Python(パイソン)では、数値や文字列と同じように、「関数(処理のまとまり)」そのものを変数に代入したり、他の関数の引数(材料)として渡したりすることができます。
プログラミング未経験の方には、「料理のレシピ」をイメージすると分かりやすいでしょう。友達に「カレーの作り方」という手順(関数)を渡し、友達はその手順に従って調理を実行する、という流れと同じです。

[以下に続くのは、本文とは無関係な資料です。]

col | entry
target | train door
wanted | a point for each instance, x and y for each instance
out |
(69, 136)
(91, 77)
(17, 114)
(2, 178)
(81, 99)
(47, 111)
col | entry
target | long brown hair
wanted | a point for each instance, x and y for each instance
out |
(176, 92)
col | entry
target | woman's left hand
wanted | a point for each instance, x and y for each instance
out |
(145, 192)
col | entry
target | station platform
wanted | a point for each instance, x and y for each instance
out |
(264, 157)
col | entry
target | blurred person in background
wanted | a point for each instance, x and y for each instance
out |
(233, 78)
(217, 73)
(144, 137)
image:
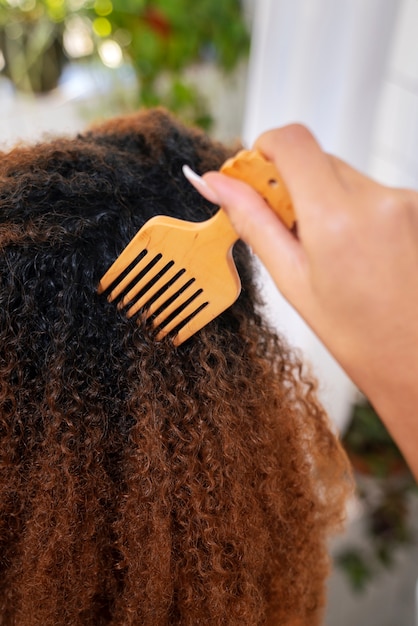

まずは、関数を変数に入れて、別の名前で呼び出す簡単な仕組みを見てみましょう。
# 「こんにちは」と表示するだけのシンプルな関数
def say_hello():
print("こんにちは!")
# 関数を「message」という変数に代入する(()は付けない)
message = say_hello
# 変数に()を付けると、元の関数が実行される
message()
このように、Pythonにおいて関数は「オブジェクト(データの一種)」として扱われます。この「関数をデータとして扱える」という性質があるからこそ、別の関数へ「処理の内容」を丸ごとプレゼントすることができるのです。
この仕組みを利用すると、一つの土台となるプログラムに対して、「あとから中身の処理だけを差し替える」といった柔軟なプログラミングが可能になります。
2. 高階関数(こうかいかんすう)とは?
高階関数(こうかいかんすう)とは、次のどちらかを満たす関数のことです。
- 関数を引数に取る
- 関数を戻り値として返す
少し難しく聞こえますが、たとえば以下のような例で使います。
3. 関数を引数に渡すシンプルな例
まずは簡単な例を見てみましょう。足し算をする関数を別の関数に渡して使うコードです。
def add(x, y):
return x + y
def calculator(func, a, b):
return func(a, b)
result = calculator(add, 5, 3)
print(result)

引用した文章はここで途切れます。